Arranged around the oversized island in Fellinger’s kitchen, classes are instructed by professional chefs. (In the past they’ve included guests chefs such as Greg Carter of Ten Mile House, and Fernando Coppola, executive chef of W Chicago – City Center.) “Fancy Shmancy Appetizers” is hosted by Blair Carothers, a certified personal chef, caterer, and cooking instructor, on staff, who brings with her years of experience and recipes.
For $65 per person, Carothers takes the attendees through five different appetizers, fielding questions and individually instructing each person as they sip wine and prepare the food in real time. For her Za’atar Chicken and Sumac Yogurt Lettuce Cups, Carothers’ advice pertains to freshness.
“Use fresh pomegranate seeds!” says Carothers. “The fruit is easy to seed and the fresh arils are much firmer and juicier than the packaged version.”
Pomegranate seeds! Never fear. Those seemingly difficult items we sometimes skip over in a recipe are a breeze with the proper instruction.
Says Fellinger, “The Chefs are fantastic when they come up with these great menus that are teaching people something they wouldn’t normally know how to make but it’s not above their skill level.” She adds, “You don’t need to go to culinary school to do these things.”
For more information or to sign up for a class, visit cookingandwineat909.com.
TOTAL TIME: 45 minutes
Cooking & Wine @ 909’s Za’atar Chicken and Sumac Yogurt Lettuce Cups
3 tablespoon olive oil, divided
2 tablespoons Za’atar (can be found at a Middle Eastern Grocery or good spice shop)
2 large garlic cloves, minced
Kosher salt and fresh ground pepper
4 boneless, skinless chicken thighs
6 baby gem lettuces (or 2 Boston Bibb lettuces)
¾ cup plain Greek yogurt or Labnah (Middle Eastern yogurt)
½ lemon, juiced
½ small red onion, finely sliced
Sumac (can be found at a Middle Eastern Grocery or good spice shop)

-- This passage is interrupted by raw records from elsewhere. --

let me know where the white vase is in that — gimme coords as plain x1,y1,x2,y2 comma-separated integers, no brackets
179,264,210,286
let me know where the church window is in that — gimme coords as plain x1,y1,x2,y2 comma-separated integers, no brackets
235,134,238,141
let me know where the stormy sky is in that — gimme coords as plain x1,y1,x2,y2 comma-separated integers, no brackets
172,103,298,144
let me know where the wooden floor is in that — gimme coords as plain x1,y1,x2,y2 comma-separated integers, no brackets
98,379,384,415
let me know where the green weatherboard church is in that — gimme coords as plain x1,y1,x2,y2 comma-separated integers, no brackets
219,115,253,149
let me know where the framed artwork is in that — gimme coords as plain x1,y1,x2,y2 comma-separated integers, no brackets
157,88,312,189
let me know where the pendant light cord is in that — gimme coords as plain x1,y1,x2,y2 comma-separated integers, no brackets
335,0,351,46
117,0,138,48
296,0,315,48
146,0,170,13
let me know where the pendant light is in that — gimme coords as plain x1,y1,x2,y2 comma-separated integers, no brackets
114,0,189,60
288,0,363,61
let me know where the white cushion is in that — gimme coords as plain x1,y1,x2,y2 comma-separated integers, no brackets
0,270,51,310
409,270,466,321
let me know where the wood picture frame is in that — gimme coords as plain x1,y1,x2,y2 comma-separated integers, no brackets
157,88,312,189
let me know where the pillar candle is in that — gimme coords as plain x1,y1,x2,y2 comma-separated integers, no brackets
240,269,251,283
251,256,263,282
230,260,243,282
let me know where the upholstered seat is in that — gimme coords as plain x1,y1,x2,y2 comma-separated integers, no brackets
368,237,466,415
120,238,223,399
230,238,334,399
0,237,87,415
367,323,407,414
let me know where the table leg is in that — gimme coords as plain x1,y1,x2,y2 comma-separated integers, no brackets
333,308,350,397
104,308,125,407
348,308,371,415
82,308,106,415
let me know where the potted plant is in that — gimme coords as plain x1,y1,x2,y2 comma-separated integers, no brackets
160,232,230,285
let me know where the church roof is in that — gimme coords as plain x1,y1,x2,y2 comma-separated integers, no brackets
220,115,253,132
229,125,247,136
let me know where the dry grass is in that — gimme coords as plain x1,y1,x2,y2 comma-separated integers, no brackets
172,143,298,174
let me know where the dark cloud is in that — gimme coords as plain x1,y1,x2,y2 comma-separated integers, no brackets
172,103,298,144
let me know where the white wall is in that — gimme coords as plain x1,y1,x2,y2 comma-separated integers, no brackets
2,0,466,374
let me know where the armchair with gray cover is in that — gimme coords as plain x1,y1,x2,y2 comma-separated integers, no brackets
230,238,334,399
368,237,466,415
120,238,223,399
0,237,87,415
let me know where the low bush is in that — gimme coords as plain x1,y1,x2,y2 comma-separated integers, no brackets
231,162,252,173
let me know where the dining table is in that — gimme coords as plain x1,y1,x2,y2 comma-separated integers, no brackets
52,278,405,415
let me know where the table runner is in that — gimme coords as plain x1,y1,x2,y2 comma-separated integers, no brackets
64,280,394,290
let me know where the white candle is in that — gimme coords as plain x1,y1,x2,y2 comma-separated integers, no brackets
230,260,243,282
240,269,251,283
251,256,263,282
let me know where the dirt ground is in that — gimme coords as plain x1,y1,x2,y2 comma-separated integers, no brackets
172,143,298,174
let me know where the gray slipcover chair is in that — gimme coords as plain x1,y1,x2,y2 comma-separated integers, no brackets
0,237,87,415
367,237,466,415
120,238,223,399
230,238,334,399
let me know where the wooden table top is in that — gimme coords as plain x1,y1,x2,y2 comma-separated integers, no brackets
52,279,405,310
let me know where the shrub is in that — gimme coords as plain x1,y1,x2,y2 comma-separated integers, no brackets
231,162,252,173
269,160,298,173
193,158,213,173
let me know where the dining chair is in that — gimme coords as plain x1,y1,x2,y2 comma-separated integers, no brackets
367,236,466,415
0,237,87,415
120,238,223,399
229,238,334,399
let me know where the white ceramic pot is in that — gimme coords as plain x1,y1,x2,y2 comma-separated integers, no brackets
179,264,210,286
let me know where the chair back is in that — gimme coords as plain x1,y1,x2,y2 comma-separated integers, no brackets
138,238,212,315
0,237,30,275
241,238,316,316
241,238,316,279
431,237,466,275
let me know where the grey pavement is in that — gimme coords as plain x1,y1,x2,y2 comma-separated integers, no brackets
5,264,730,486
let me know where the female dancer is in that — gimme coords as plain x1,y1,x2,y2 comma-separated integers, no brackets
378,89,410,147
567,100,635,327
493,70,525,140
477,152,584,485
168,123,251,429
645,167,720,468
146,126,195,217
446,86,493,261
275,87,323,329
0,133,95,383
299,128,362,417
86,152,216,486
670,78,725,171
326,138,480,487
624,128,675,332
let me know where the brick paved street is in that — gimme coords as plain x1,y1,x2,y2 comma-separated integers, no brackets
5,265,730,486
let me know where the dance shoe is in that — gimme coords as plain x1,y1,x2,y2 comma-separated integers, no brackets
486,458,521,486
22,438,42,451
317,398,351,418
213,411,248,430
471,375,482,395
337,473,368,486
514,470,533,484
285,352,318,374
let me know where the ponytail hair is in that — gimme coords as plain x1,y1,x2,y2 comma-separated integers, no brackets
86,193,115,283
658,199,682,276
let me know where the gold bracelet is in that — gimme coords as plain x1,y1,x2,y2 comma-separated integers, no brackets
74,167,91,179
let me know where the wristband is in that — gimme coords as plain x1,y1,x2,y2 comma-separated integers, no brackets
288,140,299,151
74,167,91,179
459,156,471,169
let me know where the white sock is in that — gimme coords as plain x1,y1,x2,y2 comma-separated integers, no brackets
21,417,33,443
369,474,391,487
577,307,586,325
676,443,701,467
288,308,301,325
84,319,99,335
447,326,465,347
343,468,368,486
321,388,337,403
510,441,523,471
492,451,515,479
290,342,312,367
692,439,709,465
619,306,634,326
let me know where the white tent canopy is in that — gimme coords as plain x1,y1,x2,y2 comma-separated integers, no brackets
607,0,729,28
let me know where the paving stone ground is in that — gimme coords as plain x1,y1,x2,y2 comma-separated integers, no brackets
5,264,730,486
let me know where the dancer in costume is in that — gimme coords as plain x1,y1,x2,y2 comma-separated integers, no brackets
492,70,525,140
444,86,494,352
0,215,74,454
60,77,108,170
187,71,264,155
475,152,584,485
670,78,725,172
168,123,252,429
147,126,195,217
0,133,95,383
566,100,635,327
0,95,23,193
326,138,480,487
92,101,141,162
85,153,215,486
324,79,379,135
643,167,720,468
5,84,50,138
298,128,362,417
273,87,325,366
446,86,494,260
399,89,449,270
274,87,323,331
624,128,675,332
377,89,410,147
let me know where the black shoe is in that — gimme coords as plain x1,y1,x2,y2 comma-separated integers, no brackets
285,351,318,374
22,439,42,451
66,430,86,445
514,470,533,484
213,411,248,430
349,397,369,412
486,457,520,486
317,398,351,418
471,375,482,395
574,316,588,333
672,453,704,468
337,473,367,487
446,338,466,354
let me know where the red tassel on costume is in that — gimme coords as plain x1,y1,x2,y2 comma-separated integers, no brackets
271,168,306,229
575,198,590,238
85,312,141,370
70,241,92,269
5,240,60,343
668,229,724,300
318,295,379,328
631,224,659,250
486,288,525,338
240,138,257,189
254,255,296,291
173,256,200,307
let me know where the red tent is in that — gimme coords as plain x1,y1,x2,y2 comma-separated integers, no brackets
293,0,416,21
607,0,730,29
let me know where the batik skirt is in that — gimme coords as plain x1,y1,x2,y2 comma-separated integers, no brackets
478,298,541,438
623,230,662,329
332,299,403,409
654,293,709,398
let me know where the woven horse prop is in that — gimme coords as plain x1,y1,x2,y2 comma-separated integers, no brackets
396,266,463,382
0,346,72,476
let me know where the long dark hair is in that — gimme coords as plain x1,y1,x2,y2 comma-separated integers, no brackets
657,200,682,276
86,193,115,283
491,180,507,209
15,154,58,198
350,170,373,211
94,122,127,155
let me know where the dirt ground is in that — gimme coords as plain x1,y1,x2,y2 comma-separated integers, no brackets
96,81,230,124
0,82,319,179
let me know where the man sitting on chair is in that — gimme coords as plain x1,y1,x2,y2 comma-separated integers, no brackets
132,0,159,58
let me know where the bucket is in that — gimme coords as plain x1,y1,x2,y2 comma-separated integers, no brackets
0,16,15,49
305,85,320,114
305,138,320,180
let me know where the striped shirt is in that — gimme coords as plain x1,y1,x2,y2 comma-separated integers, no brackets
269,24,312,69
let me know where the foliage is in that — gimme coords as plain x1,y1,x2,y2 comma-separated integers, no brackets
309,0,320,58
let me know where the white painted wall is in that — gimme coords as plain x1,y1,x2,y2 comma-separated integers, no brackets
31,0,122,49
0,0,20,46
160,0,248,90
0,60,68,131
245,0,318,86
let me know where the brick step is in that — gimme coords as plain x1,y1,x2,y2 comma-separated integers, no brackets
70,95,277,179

Pomegranate seeds (recommended fresh)
Cilantro, individual leaves, separated from the stems
- Preheat the oven to 375F. Rub the chicken thighs with 2 tablespoons of olive oil, za’atar, garlic and seasoning onto the chicken thighs and lay them flat in a glassbaking pan. Roast in the oven for 20-25 minutes.
- Make sure the thickest part of each chicken thigh is cooked. Remove from the oven and leave the chicken to cool in its juices for 10 minutes. Cut the root end of the baby gem or Bibb lettuces and pull apart the leaves. Wash leaves and dry thoroughly, if necessary.
- Mix the yogurt with the lemon juice, 1 T olive oil and season to taste with salt and pepper.
- Splice each of the chicken thighs into 8 pieces. Put a spoonful of yogurt into each lettuce leaf. Add some chicken and red onion. To garnish, sprinkle sumac, pomegranate seeds and cilantro leaves before serving.
5. For entertaining, the chicken can be made a day ahead and refrigerated. The lettuce cups can be assembled a couple of hours before a party and refrigerated.